Glossary term

Quick Return Mechanism

A reciprocating mechanism arranged to produce a slower cutting or working stroke and a faster return stroke.

Definition

device

A quick-return mechanism is a reciprocating linkage that produces unequal stroke times, usually with a slower working stroke and faster return stroke.

A quick return mechanism converts continuous rotary motion into reciprocating motion with unequal forward and return stroke times. It is used where the working stroke performs cutting, shaping, pressing, or feeding and the return stroke should be faster to reduce idle time.

A quick return mechanism creates reciprocating motion with an asymmetric time profile. The tool or ram moves more slowly during the working stroke, where force and cutting quality matter, and returns more quickly when little or no work is being done. This reduces nonproductive cycle time in machines such as shapers, slotters, planers, and some feeding mechanisms.

Common forms include Whitworth quick return mechanisms, crank and slotted-lever mechanisms, hydraulic quick return circuits, and linkages designed with unequal angular travel for forward and return strokes. The quick-return ratio is the ratio of time taken for the working stroke to time taken for the return stroke.

Kinematic and force effects

The asymmetric motion is useful only if the mechanism can tolerate the resulting velocity, acceleration, and jerk. A faster return stroke increases inertial loads, bearing reactions, vibration, wear, and potential impact at stroke reversal. The working stroke must still provide enough force, stiffness, and speed control for the process.
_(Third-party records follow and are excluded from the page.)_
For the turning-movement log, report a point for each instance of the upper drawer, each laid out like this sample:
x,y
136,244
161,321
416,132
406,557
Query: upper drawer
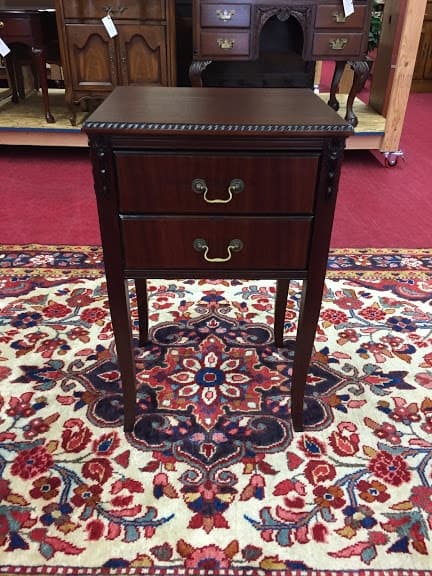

Design requires kinematic analysis, force analysis, torque demand, joint loads, lubrication, clearances, stroke length, speed limits, and guarding. In modern machines, servo drives can reproduce quick-return motion electronically, but the same acceleration and load constraints remain.

Engineering trade-off

Higher quick-return ratio reduces idle time but can increase dynamic stress and reduce smoothness. The best ratio depends on cutting process, tool engagement, machine stiffness, allowable vibration, motor capacity, and required surface finish.

Common mistakes

A common mistake is evaluating only displacement versus crank angle and ignoring acceleration, jerk, and joint forces. Another is increasing return speed without checking reversal impacts and motor torque peaks. A good mechanism review states stroke length, quick-return ratio, speed profile, peak acceleration, transmission angle, bearing loads, lubrication, guarding, and fatigue-sensitive details.